Phase in audio refers to the timing relationship between signals. When two sound sources — such as a subwoofer and a set of door woofers — reproduce overlapping frequencies and their output is not aligned in time, the sound waves from each source arrive at the listening position at slightly different moments. Depending on the degree of misalignment, this can cause frequencies in the overlap region to partially cancel, producing a noticeably thin, hollow, or bass-light sound even when each individual component measures well in isolation.
Phase correction is the process of aligning these signals so that their acoustic output arrives at the listener’s ears in a coherent, additive relationship. It involves adjusting the timing, physical position, or polarity of one or more components to bring their outputs into alignment across the crossover region.
The simplest form of phase correction is the 0°/180° phase switch found on most subwoofer amplifiers. This toggle inverts the polarity of the subwoofer’s signal, which is equivalent to a 180-degree phase shift at all frequencies. In some installations, this single adjustment — flipping the switch and comparing the bass fullness at the listening position — is sufficient to significantly improve the integration between the subwoofer and the main speakers.
More precise phase correction requires measurement tools. A calibrated microphone and acoustic measurement software capture the impulse response of each speaker and the subwoofer at the listening position, revealing the exact time offset between them. This offset can then be corrected using the time alignment feature of a DSP, which introduces a fine-grained delay to bring the faster-arriving signal into temporal alignment with the slower one.

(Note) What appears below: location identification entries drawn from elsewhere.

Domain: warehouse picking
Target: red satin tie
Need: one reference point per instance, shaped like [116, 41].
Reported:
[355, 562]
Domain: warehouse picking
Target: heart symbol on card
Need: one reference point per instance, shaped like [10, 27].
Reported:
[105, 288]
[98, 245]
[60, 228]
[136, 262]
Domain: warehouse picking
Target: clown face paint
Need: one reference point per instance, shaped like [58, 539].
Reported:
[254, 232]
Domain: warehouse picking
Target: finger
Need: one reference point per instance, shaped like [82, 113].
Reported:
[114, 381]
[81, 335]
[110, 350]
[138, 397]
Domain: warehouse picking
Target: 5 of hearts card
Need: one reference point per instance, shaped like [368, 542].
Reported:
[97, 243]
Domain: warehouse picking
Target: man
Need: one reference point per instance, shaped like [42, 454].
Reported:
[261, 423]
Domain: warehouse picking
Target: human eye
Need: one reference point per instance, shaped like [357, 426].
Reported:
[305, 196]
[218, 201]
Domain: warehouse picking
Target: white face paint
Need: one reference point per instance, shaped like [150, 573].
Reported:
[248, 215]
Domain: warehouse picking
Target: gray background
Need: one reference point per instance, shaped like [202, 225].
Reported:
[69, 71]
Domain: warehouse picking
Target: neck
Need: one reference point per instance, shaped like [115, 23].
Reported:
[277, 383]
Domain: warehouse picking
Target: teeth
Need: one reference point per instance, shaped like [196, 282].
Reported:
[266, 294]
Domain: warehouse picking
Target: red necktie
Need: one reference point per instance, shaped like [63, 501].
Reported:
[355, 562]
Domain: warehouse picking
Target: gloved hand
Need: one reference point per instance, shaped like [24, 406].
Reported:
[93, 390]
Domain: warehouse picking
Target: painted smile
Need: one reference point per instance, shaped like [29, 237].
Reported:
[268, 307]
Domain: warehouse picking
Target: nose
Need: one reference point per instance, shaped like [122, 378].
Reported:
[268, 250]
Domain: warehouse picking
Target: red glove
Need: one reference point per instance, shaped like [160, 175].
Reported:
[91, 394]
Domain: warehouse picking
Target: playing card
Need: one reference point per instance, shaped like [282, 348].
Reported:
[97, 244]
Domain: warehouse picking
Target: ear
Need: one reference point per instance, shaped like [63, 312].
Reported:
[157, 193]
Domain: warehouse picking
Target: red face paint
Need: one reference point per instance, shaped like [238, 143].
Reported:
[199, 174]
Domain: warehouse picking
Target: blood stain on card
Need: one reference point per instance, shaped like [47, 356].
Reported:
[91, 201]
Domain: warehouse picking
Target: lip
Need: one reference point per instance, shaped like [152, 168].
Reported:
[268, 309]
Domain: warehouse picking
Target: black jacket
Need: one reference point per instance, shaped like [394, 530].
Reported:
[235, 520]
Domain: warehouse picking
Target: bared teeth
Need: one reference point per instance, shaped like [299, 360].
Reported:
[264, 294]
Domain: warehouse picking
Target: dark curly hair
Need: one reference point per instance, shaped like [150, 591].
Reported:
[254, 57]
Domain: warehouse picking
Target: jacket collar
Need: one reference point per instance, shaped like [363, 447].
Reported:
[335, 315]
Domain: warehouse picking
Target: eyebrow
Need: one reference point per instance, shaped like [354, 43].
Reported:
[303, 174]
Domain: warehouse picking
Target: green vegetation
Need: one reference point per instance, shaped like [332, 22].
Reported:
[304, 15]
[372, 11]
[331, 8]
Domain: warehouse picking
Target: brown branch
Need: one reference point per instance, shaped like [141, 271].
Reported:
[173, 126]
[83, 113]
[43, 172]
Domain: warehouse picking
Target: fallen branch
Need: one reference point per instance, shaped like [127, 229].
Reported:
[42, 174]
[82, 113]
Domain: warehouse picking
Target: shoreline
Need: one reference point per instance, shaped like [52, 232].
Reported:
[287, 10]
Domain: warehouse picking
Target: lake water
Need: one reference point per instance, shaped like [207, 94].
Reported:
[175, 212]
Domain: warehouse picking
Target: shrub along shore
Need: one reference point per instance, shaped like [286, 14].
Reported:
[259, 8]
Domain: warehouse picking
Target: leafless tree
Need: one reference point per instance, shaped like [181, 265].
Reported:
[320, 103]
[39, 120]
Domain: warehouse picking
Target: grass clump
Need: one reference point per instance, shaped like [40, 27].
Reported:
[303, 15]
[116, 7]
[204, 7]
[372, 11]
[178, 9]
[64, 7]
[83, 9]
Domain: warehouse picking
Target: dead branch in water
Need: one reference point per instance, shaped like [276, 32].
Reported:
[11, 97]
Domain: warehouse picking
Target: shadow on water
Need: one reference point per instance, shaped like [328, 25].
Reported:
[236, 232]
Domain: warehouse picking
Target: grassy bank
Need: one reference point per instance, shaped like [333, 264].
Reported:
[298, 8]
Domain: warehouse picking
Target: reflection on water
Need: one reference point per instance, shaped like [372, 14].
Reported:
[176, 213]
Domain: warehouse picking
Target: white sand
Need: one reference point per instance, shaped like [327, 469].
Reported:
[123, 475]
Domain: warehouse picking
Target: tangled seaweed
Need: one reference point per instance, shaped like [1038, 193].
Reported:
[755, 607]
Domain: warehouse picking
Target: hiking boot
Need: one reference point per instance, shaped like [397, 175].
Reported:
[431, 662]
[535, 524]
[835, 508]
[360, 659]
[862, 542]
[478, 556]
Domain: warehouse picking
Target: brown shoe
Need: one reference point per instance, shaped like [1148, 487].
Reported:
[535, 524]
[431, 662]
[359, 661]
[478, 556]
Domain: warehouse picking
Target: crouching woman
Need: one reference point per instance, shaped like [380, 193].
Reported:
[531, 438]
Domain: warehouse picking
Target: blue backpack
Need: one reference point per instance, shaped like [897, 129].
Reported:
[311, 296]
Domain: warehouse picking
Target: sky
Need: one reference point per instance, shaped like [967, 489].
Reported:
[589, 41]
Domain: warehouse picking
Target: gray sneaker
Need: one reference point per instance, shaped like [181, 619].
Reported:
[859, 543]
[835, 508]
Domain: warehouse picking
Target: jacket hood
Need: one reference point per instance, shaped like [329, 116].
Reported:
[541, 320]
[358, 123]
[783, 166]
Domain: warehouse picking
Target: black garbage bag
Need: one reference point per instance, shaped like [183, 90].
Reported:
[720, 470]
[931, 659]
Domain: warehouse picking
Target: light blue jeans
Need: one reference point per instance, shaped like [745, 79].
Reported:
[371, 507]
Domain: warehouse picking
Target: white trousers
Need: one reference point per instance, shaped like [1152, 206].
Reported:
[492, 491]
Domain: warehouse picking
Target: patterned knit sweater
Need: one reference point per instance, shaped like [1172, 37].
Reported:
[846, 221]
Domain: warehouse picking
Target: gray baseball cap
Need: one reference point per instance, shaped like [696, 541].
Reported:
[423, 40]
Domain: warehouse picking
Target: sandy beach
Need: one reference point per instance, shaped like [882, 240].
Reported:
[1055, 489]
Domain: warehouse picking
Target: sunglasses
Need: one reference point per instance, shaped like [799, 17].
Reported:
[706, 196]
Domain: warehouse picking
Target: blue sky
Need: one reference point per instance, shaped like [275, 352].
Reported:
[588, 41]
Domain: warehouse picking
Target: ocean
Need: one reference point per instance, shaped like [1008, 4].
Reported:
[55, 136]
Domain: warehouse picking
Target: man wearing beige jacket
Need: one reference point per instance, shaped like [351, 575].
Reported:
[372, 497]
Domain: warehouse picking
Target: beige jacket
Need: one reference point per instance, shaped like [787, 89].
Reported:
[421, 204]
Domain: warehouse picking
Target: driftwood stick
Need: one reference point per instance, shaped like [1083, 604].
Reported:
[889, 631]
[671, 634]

In systems with analog active crossovers, the crossover’s phase characteristics must also be considered. Different filter topologies introduce different amounts of phase shift at the crossover frequency — a fact that can either help or hinder integration depending on the specific alignment. Modelling the crossover’s phase behaviour during the design stage prevents integration problems that are difficult to correct after the system is built.